La vicenda sportiva è molto fedele alla realtà e a quello che succedeva in quegli anni, perlomeno per ciò che riguarda i rapporti di Florio con il suo pilota preferito Walter Röhrl (Volker Bruch), che nel frattempo, per liberarsi dalla pressione agonistica, si era dedicato alla apicoltura; i rapporti con la dirigenza sempre dubbiosa; l’estrema determinazione che lo animava, dedicandosi anima e corpo all’impresa. Nulla scopriamo sulla sua vita privata, per esempio delle donne, con cui non disdegna approcciarsi ma che non corteggia, nulla sappiamo della sua famiglia, da cui vive lontano per gli impegni stressanti. Lascia tardi il suo ufficio, la mente è sempre rivolta a migliorare la macchina e a scovare espedienti per vincere e dare la soddisfazione all’azienda. Nell’intervista concessa alla giornalista (Haley Bennett), i cui stralci vengono seminati lungo buona parte del film, come intermezzi alla tensione delle gare, è laconicamente chiaro: ciò che lo spaventa di più in questo sport pericoloso è… perdere. Non esiste un modo di perdere bene o male, c’è solo la sconfitta, che lui non sopporta.

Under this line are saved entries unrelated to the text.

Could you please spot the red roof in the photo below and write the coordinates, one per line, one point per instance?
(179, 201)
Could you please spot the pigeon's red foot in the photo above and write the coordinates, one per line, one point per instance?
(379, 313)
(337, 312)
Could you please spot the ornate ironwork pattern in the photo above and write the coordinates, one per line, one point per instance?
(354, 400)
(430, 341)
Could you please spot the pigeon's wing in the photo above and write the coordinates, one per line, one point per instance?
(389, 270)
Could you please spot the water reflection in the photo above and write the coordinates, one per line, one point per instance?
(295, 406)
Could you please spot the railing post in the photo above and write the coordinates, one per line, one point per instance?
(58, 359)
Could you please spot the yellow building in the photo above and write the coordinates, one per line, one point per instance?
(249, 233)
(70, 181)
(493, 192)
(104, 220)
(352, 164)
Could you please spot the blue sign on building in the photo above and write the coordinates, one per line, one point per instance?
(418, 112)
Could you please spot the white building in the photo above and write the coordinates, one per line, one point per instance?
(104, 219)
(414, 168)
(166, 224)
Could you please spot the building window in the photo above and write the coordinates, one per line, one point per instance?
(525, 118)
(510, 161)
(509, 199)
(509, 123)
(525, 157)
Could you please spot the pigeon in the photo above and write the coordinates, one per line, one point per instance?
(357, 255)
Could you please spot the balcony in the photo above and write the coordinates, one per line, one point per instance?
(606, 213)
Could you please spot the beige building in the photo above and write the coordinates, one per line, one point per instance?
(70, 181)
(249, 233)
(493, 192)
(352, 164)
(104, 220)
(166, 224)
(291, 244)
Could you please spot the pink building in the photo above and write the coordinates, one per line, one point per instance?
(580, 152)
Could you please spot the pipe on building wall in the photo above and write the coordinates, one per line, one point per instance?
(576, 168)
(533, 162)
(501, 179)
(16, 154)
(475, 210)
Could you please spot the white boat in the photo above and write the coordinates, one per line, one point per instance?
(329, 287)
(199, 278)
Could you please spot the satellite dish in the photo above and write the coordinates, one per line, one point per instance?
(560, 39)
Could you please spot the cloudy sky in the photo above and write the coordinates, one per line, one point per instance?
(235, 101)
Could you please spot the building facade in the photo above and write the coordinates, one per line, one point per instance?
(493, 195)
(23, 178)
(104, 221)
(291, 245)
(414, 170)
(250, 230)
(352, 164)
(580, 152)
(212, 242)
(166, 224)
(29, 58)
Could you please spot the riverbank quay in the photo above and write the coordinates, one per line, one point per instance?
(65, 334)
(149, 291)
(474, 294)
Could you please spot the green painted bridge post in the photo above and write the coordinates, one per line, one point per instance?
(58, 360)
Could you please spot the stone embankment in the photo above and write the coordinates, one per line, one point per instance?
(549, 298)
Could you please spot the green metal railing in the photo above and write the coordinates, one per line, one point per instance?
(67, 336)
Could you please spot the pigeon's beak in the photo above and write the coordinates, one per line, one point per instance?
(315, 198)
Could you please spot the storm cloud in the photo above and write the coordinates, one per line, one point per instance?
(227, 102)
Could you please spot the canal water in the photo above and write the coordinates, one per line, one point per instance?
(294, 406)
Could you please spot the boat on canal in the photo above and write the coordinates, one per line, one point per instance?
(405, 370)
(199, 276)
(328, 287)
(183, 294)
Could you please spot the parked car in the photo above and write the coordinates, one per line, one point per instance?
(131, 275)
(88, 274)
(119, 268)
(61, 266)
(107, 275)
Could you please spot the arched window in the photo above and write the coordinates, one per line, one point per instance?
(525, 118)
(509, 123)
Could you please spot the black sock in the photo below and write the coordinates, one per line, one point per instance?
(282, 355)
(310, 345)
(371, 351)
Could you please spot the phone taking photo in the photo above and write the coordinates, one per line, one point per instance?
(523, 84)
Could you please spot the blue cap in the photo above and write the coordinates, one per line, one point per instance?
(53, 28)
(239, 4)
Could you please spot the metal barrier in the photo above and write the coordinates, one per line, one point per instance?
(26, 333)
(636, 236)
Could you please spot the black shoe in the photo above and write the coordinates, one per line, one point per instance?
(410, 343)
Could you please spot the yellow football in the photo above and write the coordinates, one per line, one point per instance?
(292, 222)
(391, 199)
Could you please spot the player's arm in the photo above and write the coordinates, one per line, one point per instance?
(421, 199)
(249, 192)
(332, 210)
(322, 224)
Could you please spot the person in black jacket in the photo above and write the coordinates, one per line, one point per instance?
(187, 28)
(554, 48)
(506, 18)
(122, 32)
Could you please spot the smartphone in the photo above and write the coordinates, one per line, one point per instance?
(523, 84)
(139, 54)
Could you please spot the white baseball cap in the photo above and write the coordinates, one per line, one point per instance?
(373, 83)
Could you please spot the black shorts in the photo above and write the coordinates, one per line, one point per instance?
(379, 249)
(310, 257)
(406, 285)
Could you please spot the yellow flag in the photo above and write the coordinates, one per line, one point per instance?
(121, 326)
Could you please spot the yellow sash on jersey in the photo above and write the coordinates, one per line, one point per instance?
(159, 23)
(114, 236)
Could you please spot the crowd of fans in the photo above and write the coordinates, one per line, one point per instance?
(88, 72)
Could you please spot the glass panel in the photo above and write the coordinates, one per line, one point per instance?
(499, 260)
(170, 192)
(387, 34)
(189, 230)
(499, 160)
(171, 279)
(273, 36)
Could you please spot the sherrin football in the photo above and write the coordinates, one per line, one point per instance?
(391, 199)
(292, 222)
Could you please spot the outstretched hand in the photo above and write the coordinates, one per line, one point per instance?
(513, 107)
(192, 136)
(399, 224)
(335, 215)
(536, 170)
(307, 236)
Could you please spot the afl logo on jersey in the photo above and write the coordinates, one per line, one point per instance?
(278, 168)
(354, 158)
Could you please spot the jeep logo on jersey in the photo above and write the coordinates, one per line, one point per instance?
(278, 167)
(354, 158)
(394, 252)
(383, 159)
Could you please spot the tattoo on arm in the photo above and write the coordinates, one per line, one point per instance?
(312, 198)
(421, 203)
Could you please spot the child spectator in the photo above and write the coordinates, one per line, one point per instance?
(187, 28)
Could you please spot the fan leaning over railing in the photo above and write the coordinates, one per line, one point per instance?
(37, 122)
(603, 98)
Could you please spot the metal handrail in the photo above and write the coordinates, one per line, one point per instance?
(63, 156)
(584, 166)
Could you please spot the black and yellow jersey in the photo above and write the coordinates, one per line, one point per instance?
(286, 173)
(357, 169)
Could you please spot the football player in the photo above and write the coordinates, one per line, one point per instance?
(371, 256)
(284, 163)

Se questa è la trama nelle parti essenziali, il regista Stefano Mordini (quinta volta che dirige Scamarcio dopo Pericle il nero, Il testimone invisibile, Gli infedeli, La scuola cattolica) sa che deve ripartire il film tra le vicende sportive e la vita privata, come sempre viene praticato, ma quest’ultima, come detto, è parecchio messa in disparte, se non per qualche sequenza della passione dell’apicultore-pilota Röhrl, la festa di compleanno del figlio del protagonista e per qualche party in uno dei quali Florio viene a conoscere una bella dottoressa, esperta di alimentazione, utile agli stanchi e stressati uomini della squadra, Jane McCoy (Katie Clarkson-Hill). No, se normalmente la classica sceneggiatura sfrutta un’occasione come questa per un incontro dai risvolti romantici, qui invece ogni aspetto ha un solo scopo, quello di far migliorare le prestazioni agonistiche. Argomento chiuso.

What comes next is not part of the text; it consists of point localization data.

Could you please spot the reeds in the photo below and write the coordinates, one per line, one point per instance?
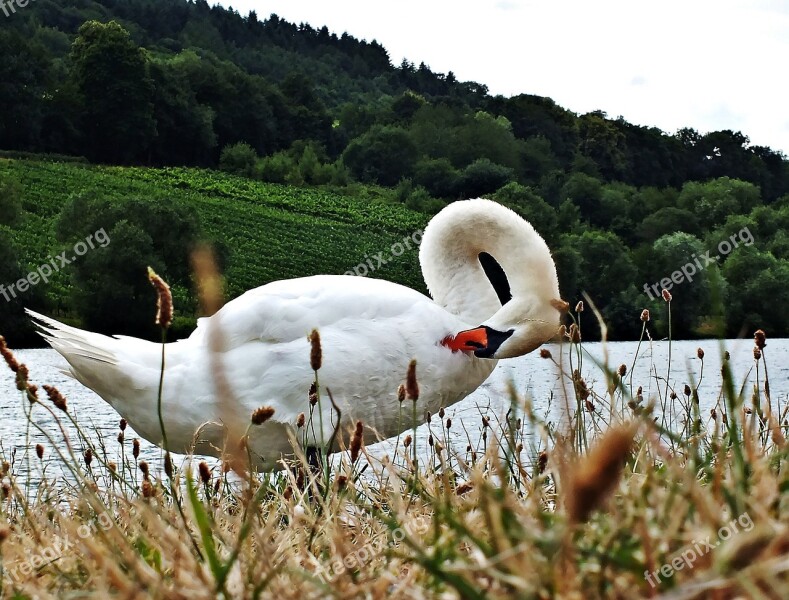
(522, 510)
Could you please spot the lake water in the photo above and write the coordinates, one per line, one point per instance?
(533, 376)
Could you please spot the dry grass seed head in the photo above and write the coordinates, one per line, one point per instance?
(595, 475)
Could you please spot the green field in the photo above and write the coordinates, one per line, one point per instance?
(271, 231)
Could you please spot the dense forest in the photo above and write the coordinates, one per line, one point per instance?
(165, 83)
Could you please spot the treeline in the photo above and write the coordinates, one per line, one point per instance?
(170, 82)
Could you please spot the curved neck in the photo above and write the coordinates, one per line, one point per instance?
(450, 251)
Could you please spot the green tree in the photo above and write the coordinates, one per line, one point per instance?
(527, 203)
(715, 200)
(384, 154)
(607, 274)
(238, 159)
(10, 201)
(437, 176)
(111, 291)
(675, 254)
(586, 193)
(757, 292)
(665, 221)
(483, 177)
(13, 324)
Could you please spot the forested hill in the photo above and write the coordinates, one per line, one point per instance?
(623, 207)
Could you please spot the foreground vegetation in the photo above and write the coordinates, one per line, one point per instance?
(626, 496)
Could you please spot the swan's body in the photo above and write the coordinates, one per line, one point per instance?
(370, 331)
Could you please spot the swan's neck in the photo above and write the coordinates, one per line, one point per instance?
(450, 259)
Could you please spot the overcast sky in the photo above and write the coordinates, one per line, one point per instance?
(706, 64)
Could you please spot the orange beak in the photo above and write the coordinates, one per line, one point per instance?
(467, 341)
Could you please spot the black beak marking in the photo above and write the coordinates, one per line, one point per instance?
(495, 340)
(497, 277)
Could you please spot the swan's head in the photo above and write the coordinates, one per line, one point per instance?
(521, 326)
(487, 264)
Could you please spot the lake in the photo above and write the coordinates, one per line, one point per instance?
(533, 376)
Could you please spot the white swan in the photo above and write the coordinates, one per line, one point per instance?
(370, 330)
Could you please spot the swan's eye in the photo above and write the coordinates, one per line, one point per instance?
(496, 276)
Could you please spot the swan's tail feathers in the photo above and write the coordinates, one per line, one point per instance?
(73, 342)
(97, 361)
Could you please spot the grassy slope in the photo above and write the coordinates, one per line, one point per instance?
(272, 231)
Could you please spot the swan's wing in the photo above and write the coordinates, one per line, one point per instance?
(283, 311)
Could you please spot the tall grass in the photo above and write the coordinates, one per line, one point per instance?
(580, 509)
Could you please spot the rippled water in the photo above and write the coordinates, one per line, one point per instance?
(533, 376)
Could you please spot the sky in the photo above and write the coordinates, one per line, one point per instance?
(705, 64)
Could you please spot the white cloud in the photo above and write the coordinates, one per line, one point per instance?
(707, 64)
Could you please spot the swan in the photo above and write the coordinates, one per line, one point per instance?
(495, 294)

Come ogni film sportivo, la parte sempre difficile, che non soddisfa mai il palato degli intenditori, è quella che riguarda le riprese delle azioni agonistiche. Enormemente ardue sono le sequenze di un’azione di calcio, football, boxe, corse, perché i registi preferiscono dedicare primi piani ai loro eroi e raramente sanno riprendere un’azione spettacolare nel complesso. Solo con alcuni film di boxe si è potuti restare appagati. Il difetto si ripete anche qui: non si ha mai l’impressione di assistere a qualcosa di appassionante e adrenalinico, di avere un’idea piena della gara in senso compiuto (non sono stati usati effetti speciali), anche, purtroppo, per le disponibilità sicuramente inferiori rispetto alle potenti opere americane. Senz’altro si apprezzano alcune scene ma troppo poco per trasmettere il clima altamente agonistico e sfibrante di un rally. In ogni caso, il film punta a restituire il racconto sia da un punto di vista sportivo che da un punto di vista umano. Va da sé che il rally non è uno sport facile da raccontare, si corre contro il tempo, non contro l’avversario.

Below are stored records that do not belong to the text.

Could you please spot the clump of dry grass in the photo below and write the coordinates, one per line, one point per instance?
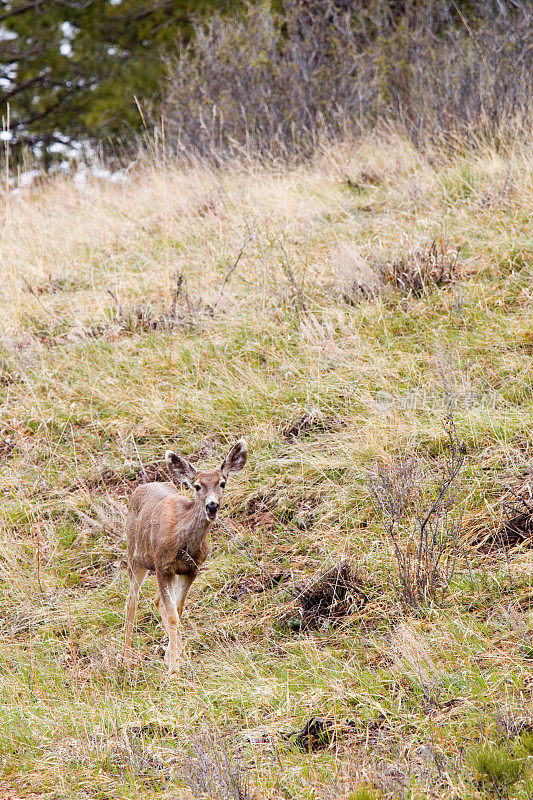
(425, 533)
(422, 268)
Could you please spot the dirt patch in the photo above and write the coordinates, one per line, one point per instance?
(259, 509)
(515, 528)
(245, 585)
(336, 594)
(318, 733)
(122, 484)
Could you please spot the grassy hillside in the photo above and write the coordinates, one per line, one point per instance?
(185, 310)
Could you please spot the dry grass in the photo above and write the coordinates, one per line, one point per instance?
(321, 388)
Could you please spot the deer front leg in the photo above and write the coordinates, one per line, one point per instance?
(137, 576)
(172, 594)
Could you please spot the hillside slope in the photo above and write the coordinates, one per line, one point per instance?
(186, 309)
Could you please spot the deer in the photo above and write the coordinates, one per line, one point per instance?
(167, 533)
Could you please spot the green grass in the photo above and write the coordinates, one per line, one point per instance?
(425, 704)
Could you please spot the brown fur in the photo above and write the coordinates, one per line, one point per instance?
(167, 533)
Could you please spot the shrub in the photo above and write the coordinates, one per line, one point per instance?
(496, 768)
(275, 85)
(425, 536)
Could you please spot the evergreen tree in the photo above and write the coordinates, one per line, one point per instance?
(78, 68)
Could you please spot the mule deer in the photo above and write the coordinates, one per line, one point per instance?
(167, 534)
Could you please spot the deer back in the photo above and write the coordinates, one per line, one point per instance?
(165, 530)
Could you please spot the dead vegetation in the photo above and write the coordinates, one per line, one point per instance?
(337, 593)
(254, 584)
(213, 769)
(311, 421)
(425, 533)
(414, 272)
(422, 268)
(183, 312)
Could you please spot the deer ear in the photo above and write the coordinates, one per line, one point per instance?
(236, 458)
(181, 468)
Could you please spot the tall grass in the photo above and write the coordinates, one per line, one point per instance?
(261, 84)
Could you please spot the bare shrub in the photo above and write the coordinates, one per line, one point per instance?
(425, 534)
(358, 278)
(274, 85)
(419, 269)
(144, 317)
(414, 272)
(211, 769)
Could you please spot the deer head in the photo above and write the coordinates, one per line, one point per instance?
(208, 486)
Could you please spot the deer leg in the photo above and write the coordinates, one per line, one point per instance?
(159, 606)
(137, 576)
(172, 598)
(185, 584)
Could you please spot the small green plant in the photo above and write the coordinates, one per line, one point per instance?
(363, 793)
(497, 768)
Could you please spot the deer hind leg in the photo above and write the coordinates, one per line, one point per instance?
(137, 576)
(172, 594)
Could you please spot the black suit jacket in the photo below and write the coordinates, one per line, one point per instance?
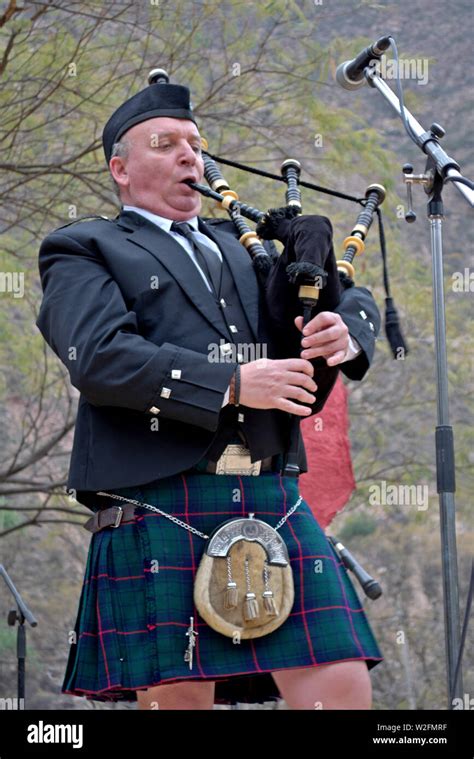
(123, 309)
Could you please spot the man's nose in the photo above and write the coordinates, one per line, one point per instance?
(187, 154)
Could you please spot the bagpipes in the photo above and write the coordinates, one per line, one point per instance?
(313, 278)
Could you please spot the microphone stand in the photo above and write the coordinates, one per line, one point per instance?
(19, 615)
(439, 168)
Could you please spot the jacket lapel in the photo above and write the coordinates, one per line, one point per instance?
(242, 270)
(170, 254)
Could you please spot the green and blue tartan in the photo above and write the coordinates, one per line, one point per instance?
(137, 596)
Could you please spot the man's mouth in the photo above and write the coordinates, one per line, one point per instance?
(186, 180)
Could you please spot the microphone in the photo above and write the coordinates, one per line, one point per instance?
(370, 586)
(350, 74)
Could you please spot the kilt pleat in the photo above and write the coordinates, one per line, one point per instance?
(137, 596)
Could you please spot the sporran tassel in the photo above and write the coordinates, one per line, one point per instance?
(231, 596)
(269, 603)
(268, 599)
(251, 610)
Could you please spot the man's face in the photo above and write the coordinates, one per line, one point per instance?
(162, 152)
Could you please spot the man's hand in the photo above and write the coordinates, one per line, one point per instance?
(268, 383)
(326, 335)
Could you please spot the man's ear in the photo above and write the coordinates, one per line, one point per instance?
(118, 169)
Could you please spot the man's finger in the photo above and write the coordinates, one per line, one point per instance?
(322, 320)
(336, 358)
(329, 335)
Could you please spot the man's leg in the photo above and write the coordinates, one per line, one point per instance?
(342, 685)
(186, 695)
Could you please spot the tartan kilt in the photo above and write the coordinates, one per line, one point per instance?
(137, 595)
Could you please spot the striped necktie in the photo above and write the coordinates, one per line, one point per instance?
(207, 258)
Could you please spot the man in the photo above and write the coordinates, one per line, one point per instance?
(132, 309)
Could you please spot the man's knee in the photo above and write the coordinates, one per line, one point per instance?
(341, 685)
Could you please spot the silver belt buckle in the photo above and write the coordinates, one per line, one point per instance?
(236, 460)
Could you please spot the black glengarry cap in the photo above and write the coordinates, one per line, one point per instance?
(171, 100)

Siccome siamo italiani, il regista si è divertito ad inserire delle trovate, delle genialate, diciamo pure degli “espedienti” per buggerare avversari, giurie e Federazione internazionale: trucchi furbastri al limite del raggiro. E siccome, ancora, siamo italiani ci divertiamo vedendoli sullo schermo. Che poi siano veramente accaduti non si sa, ma siamo quasi nel campo della commedia all’italiana.
Per quanto riguarda la recitazione non c’è molto da osservare, non sono attori shakespeariani, non si cerca la formazione attoriale indimenticabile, ma l’efficacia e la resa, a cominciare dal vero patron del film che è Riccardo Scamarcio nelle varie vesti con cui si è presentato e che ha voluto fortemente il film, puntando tutto sul confronto tra l’umanità, la genialità, la passione, l’audacia, il coraggio, un briciolo di follia e astuzia di un uomo che riesce a mettere in crisi l’arroganza delle tecnologie e del denaro, utilizzando la metafora di un modo di essere, di uno stile che poteva rinfrescare le idee su chi siamo e da dove veniamo. Tutto all’interno di una competizione sportiva, che è un elemento che intrattiene e incuriosisce. Semplicità e onestà: sono due aggettivi un po’ in disuso che stanno però alla base del film, la semplicità di un mondo ancora analogico, meccanico, e l’onestà di un uomo che ha sfidato la tecnologia. Ed onestamente va detto che Scamarcio ha recitato meglio in altre occasioni, forse perché il film è stato girato in inglese e, pur cavandosela, era troppo impegnato nella pronuncia, temo.
Insomma, è la storia del piccolo Davide italiano vs. il gigantesco Golia tedesco e portare a casa la testa del campione dei filistei fu una grande impresa. Di rito la ripresa finale dei due acerrimi rivali alla fine della gara decisiva che si guardano dai due lati della strada, uno ammettendo la sconfitta, l’altro con la faccia sempre grintosa e nervosa ma soddisfatta: ce l’ho fatta!
Complimenti alla Lancia Martini Racing!
E le donne? Poca roba, però belle. Si intravedono appena Esther Garrel (della dinastia Garrel) che è Michèle Mouton, ex pilota di rally e dirigente sportivo francese, tra le poche donne ad avere vinto gare valide per competizioni di serie mondiali e dal 2009 dirigente della Federazione Internazionale dell’Automobile; la moglie di Gumpert (Gloria Cuminetti); la ben nota Haley Bennett nei panni della giornalista. Chi primeggia è la dottoressa Jane McCoy (Katie Clarkson-Hill) solo perché entra a far parte del team, ma mai un attimo di attrazione tra una donna molto professionale ed un uomo che non vuole perdere, tempo e gara. Non è un film per donne, insomma.
Con la vittoria della Lancia 037, il mondiale del 1983 fu l’ultimo a essere vinto da un’auto a due ruote motrici.